大肠埃希氏菌Escherichia│coli 质量规格：100μg/ml,u=2%草乌

细脚棒束孢Isaria│tenuipes 质量规格：10μg/ml,u=2%圣草
Tris-硼酸电泳粉剂MMP- ELISA kit   大鼠基质金属蛋白mei规格： 48T

MMP-13 ELISA kit   大鼠基质金属蛋白mei13规格： 48T

MMP-3 ELISA kit   大鼠基质金属蛋白mei3规格： 48T

MMP-7 ELISA kit   大鼠基质金属蛋白mei7规格： 48T

MMP-2/Gelatinase A ELISA Kit   大鼠基质金属蛋白mei2/明胶meiA规格： 48T

使用方法：

1.  常用筛选浓度

注意：用来筛选稳转株的工作浓度需要根据细胞类型，培养基，生长条件和细胞代谢率而变化，推荐使用浓度为50-1000μg/mL。对于第一次使用的实验体系建议通过建立杀灭曲线（kill curve），即剂量反应性曲线，来确定最佳筛选浓度。

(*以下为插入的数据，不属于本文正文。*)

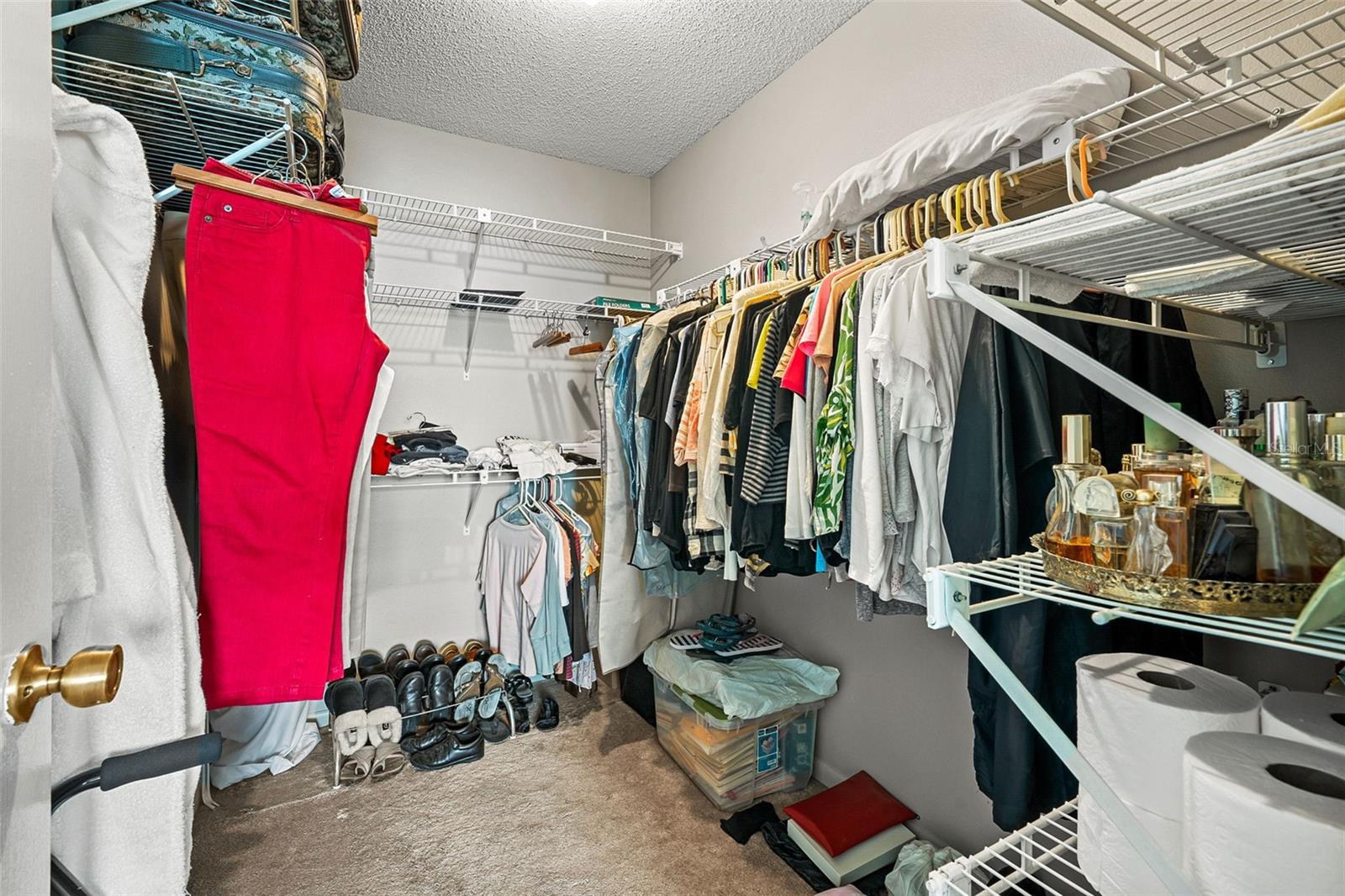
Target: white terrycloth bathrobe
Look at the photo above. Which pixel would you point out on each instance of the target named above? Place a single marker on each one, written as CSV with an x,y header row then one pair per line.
x,y
121,569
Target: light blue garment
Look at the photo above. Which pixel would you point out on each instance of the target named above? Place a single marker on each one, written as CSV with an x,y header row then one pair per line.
x,y
549,634
750,687
649,555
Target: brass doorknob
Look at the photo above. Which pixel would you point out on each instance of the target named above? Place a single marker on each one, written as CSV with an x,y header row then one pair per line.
x,y
92,677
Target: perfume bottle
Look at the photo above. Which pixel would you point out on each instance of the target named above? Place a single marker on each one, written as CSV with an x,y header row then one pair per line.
x,y
1331,468
1067,532
1107,502
1149,549
1170,515
1147,463
1290,548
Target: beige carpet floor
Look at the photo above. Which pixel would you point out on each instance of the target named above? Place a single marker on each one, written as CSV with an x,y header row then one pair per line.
x,y
592,808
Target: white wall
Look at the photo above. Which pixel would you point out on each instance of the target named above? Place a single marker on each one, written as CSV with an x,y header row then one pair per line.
x,y
901,712
421,566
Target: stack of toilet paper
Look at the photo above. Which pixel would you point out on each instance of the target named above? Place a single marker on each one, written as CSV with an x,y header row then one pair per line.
x,y
1136,714
1237,811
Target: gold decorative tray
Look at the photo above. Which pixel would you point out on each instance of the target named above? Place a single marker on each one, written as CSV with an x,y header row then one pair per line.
x,y
1189,595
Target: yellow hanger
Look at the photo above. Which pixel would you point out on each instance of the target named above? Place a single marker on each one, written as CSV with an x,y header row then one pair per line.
x,y
916,219
997,195
946,203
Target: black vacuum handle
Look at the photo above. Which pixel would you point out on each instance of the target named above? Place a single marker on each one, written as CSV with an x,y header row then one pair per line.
x,y
159,761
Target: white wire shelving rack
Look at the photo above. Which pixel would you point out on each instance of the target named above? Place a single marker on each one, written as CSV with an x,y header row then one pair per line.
x,y
182,120
1214,69
432,217
1255,233
475,478
477,300
672,293
1040,858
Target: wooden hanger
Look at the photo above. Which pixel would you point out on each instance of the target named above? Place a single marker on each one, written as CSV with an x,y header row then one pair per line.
x,y
190,178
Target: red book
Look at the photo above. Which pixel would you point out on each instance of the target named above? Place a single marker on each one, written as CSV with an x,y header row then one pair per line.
x,y
845,815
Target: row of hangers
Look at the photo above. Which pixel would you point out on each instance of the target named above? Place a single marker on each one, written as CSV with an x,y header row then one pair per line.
x,y
530,503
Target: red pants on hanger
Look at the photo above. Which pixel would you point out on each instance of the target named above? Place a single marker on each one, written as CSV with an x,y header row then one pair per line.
x,y
282,370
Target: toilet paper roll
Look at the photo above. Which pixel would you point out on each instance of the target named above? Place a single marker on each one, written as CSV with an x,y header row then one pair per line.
x,y
1309,719
1137,712
1110,862
1263,815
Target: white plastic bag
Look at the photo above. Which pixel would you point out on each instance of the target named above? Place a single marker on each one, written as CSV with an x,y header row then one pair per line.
x,y
915,862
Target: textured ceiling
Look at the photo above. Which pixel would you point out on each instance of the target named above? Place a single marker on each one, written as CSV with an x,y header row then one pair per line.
x,y
619,84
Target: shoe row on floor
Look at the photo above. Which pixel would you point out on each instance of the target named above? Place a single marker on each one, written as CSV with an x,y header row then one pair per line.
x,y
441,705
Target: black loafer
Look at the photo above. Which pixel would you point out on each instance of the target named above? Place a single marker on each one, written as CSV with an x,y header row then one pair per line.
x,y
403,669
370,663
423,650
430,661
385,719
450,751
396,654
521,721
551,714
410,703
440,685
494,730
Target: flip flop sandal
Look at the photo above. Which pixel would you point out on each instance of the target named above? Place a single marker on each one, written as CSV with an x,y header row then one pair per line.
x,y
753,645
385,720
345,700
493,689
389,759
356,766
467,689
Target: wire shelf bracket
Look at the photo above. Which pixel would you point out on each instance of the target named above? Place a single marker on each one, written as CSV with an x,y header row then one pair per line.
x,y
421,215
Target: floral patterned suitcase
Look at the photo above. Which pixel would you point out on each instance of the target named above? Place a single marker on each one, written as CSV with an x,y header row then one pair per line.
x,y
333,26
221,45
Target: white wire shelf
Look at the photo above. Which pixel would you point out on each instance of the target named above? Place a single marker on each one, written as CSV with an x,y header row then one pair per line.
x,y
486,300
179,120
432,217
670,295
1241,65
1022,577
1037,860
1258,235
472,478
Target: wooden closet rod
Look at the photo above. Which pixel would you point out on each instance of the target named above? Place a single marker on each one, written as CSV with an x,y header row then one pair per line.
x,y
188,178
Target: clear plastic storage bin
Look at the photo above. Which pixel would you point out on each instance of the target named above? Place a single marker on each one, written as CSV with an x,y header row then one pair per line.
x,y
735,761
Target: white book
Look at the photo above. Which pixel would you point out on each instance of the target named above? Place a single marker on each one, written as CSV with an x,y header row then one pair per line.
x,y
878,851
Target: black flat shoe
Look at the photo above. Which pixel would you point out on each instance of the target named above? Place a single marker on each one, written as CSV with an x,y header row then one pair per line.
x,y
410,703
403,669
551,714
423,650
440,688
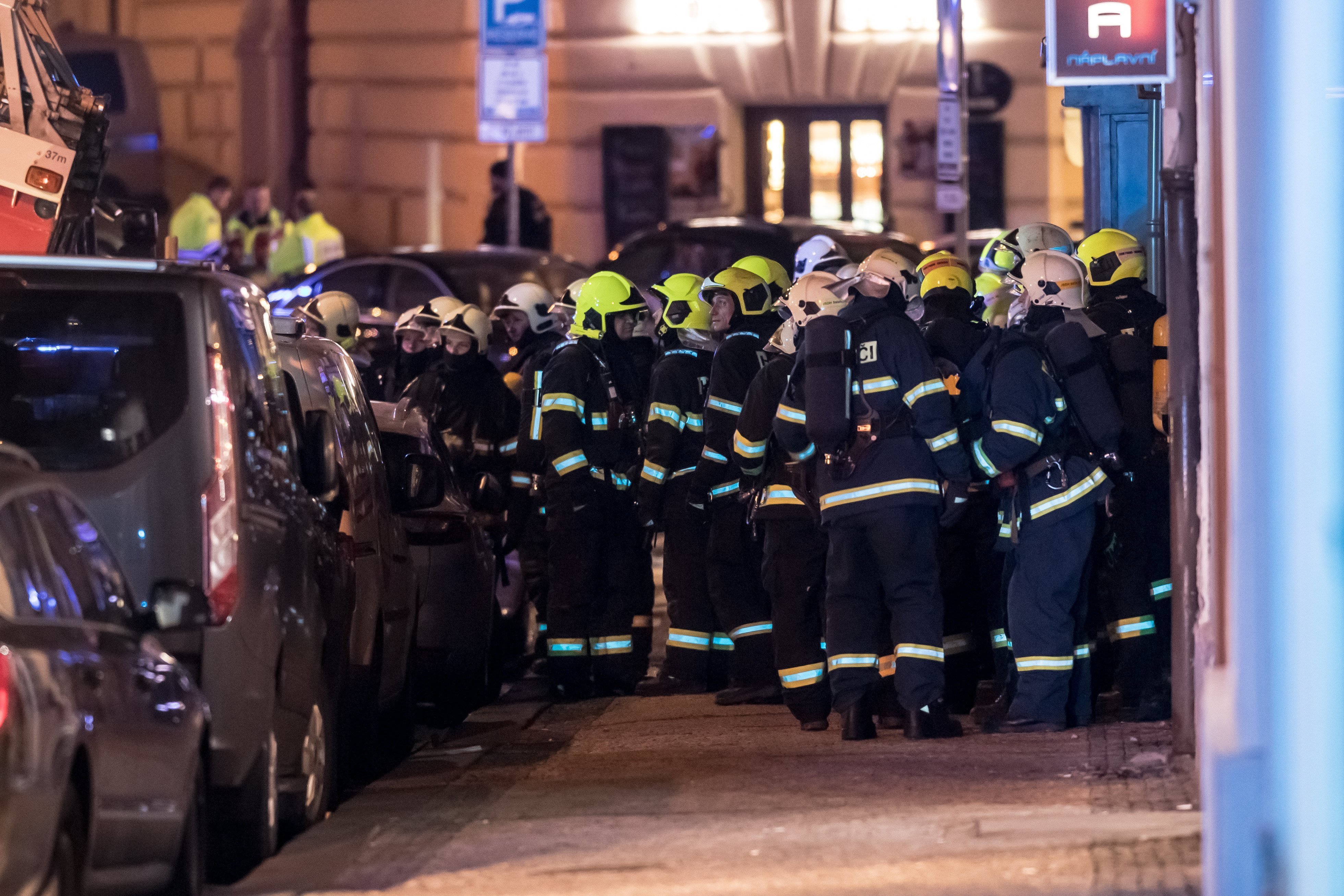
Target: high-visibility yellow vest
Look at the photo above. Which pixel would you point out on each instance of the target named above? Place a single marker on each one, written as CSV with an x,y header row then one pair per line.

一般而言，哺乳动物细胞50-500μg/mL；细菌/植物细胞20-200μg/mL；真菌300-1000μg/mL。

2. 杀灭曲线的建立

注意：为了筛选得到稳定表达目的蛋白的细胞株，需要确定能够杀死未转染宿主细胞的抗生素浓度，可通过建立杀灭曲线（剂量反应曲线）来实现，至少选择5个浓度。

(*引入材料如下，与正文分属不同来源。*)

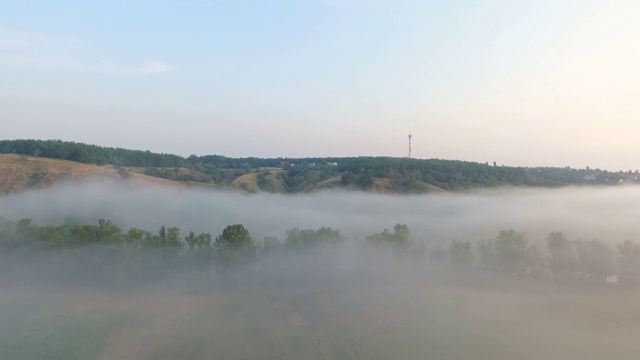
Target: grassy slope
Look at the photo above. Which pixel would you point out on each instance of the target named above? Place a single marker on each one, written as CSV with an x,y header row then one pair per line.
x,y
374,322
19,173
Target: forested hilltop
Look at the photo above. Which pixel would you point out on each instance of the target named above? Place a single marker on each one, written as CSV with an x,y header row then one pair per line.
x,y
291,175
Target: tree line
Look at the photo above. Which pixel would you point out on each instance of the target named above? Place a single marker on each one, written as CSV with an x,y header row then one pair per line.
x,y
109,253
403,174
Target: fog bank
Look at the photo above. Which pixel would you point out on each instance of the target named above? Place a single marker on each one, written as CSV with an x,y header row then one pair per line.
x,y
608,214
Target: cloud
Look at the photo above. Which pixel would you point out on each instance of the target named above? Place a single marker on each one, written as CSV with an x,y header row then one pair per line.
x,y
33,50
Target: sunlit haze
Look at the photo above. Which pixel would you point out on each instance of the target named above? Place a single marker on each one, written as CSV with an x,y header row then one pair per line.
x,y
531,83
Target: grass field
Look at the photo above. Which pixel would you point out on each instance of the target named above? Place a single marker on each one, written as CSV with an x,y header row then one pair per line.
x,y
373,322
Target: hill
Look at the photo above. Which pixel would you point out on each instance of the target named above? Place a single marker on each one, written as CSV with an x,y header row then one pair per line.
x,y
292,175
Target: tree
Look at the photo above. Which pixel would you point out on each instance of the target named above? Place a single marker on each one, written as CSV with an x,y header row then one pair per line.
x,y
439,256
461,254
628,262
399,238
234,246
563,261
509,253
595,260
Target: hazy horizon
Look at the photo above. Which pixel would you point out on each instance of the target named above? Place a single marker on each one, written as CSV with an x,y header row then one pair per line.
x,y
542,83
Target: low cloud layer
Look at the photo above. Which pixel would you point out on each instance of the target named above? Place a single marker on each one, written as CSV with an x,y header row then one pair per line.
x,y
607,214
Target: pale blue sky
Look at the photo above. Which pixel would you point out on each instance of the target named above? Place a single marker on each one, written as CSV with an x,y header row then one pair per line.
x,y
517,82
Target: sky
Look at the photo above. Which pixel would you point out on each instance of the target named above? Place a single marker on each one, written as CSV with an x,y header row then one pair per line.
x,y
523,83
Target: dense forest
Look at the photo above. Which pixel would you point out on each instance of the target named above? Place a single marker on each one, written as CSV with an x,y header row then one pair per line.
x,y
398,174
104,253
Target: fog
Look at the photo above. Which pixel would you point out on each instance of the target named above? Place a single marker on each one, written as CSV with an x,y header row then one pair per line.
x,y
338,301
608,214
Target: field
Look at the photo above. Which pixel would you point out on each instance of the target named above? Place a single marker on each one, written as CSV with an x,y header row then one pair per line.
x,y
436,321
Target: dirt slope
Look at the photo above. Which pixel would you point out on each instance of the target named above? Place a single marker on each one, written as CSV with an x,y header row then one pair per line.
x,y
18,173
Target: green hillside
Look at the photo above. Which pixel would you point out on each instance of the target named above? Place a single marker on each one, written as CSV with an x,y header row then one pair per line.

1）  第一天：未转化的细胞按照20-25%的细胞密度铺在合适的培养板上，37℃，CO2培养过夜；注：对于需要更高密度来检测活力的细胞，可增加接种量。

2）  根据细胞类型，设定合适范围内的浓度梯度。以哺乳动物细胞为例，可设定50，100，250，500，750，1000μg/mL。先用去离子水或者PBS buffer按照1:10的比例将母液稀释到5 mg/ml，然后按照下表稀释到相应浓度的工作液。

3）  第二天：替换旧的培养基，换用新鲜配制的含有相应浓度药物的培养基。每个浓度做三个平行孔。

4）  接下来每3-4天更换新的含药物培养基。

5）  按照固定的周期（如每2天）进行活细胞计数来确定阻止未转染细胞生长的恰当浓度。选择在理想的天数（通常是7-10天）内能够杀死绝大多数细胞的浓度为稳定转染细胞筛选用的工作浓度。

3.   稳定转染细胞的筛选

1）  转染48h后，用含有适当浓度的潮霉素B筛选培养基来传代细胞（直接传代或者稀释后传代）。

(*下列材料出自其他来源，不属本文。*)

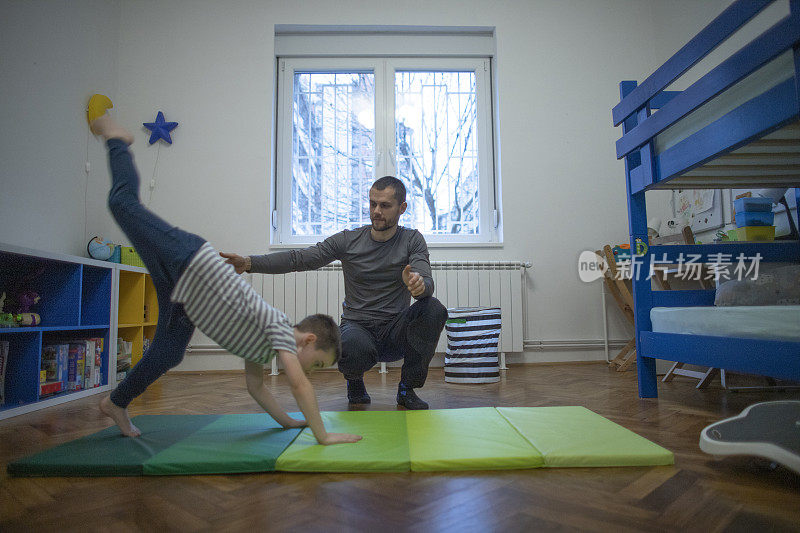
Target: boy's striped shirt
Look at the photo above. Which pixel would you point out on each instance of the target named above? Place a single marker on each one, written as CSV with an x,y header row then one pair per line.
x,y
226,308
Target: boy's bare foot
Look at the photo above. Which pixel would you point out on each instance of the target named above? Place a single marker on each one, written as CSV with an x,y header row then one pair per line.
x,y
120,417
107,128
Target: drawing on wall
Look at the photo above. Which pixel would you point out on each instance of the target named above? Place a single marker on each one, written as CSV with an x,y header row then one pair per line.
x,y
699,208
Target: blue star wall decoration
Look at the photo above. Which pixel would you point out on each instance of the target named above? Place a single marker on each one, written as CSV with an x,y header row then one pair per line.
x,y
160,128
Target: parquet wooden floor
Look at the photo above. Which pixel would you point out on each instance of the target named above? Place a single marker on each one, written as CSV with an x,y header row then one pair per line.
x,y
698,494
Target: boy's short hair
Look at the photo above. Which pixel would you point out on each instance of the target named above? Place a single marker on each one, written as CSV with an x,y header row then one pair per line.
x,y
394,183
327,332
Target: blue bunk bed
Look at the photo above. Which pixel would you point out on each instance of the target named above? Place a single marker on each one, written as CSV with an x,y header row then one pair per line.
x,y
735,127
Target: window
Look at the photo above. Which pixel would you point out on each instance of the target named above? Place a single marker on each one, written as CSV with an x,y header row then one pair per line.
x,y
342,123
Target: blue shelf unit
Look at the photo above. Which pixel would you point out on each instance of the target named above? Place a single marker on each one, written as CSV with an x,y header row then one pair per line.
x,y
75,304
647,110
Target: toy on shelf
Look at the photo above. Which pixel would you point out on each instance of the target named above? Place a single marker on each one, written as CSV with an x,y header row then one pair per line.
x,y
97,248
622,252
17,311
754,219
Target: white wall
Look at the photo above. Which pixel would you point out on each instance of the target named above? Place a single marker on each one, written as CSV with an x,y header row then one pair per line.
x,y
54,55
210,66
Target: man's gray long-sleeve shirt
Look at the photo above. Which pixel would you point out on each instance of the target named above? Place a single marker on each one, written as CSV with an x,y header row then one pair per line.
x,y
373,280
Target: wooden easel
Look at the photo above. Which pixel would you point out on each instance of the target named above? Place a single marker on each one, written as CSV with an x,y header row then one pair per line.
x,y
620,290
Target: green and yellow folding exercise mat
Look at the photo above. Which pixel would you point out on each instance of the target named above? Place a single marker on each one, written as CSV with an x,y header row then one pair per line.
x,y
483,438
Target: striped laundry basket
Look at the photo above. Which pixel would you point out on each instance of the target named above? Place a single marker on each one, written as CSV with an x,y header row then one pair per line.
x,y
472,337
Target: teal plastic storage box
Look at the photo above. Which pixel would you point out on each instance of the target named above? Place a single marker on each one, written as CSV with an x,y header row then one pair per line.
x,y
754,218
742,205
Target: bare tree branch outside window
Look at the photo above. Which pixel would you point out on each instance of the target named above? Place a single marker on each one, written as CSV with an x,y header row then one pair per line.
x,y
333,151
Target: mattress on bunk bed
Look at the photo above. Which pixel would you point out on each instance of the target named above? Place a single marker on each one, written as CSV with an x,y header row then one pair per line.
x,y
773,322
766,77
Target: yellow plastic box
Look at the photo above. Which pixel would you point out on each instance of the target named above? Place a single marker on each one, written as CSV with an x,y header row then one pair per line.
x,y
755,233
128,256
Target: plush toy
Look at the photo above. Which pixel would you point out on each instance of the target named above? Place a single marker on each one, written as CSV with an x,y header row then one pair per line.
x,y
99,249
28,319
25,301
18,309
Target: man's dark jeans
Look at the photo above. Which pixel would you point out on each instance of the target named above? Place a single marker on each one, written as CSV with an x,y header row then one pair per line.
x,y
412,336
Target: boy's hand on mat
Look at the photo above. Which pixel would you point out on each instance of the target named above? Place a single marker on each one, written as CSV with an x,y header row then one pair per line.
x,y
295,423
239,263
413,281
339,438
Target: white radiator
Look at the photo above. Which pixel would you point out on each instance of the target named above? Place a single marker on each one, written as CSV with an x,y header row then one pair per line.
x,y
457,284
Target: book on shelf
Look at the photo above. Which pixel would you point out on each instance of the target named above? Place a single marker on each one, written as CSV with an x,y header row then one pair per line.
x,y
49,388
97,377
77,363
124,356
4,349
88,368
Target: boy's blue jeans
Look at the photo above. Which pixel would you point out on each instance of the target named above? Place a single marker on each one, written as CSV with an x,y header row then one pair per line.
x,y
165,251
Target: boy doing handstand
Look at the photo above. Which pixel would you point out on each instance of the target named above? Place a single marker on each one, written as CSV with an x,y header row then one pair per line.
x,y
196,288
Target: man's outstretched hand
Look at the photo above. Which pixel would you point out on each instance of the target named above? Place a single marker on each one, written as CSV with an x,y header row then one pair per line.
x,y
414,282
238,262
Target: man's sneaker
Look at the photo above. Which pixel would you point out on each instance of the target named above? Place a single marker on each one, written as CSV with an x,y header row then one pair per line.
x,y
409,399
357,392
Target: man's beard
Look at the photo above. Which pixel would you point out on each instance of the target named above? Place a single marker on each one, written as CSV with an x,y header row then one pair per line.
x,y
386,224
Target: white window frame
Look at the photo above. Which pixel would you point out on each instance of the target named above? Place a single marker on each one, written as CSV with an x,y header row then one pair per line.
x,y
384,69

注意：细胞处于活跃分裂状态时抗生素的杀伤。则当细胞过于稠密，其效率会降低。为了得到较好的筛选效果，最好将细胞稀释至丰度不超过25%

2）  每隔3-4天更换含有药物的筛选培养液。

3）  筛选7天后观察并评估细胞克隆（集落）的形成情况。集落的形成可能还需要一周或者更多的时间，这取决于宿主细胞类型，转染，以及筛选效果。

4）   挑取并转移5-10个抗性克隆于35mm细胞培养板，继续用含药物的筛选培养液维持培养7天。

5）   之后更换正常培养基培养即可。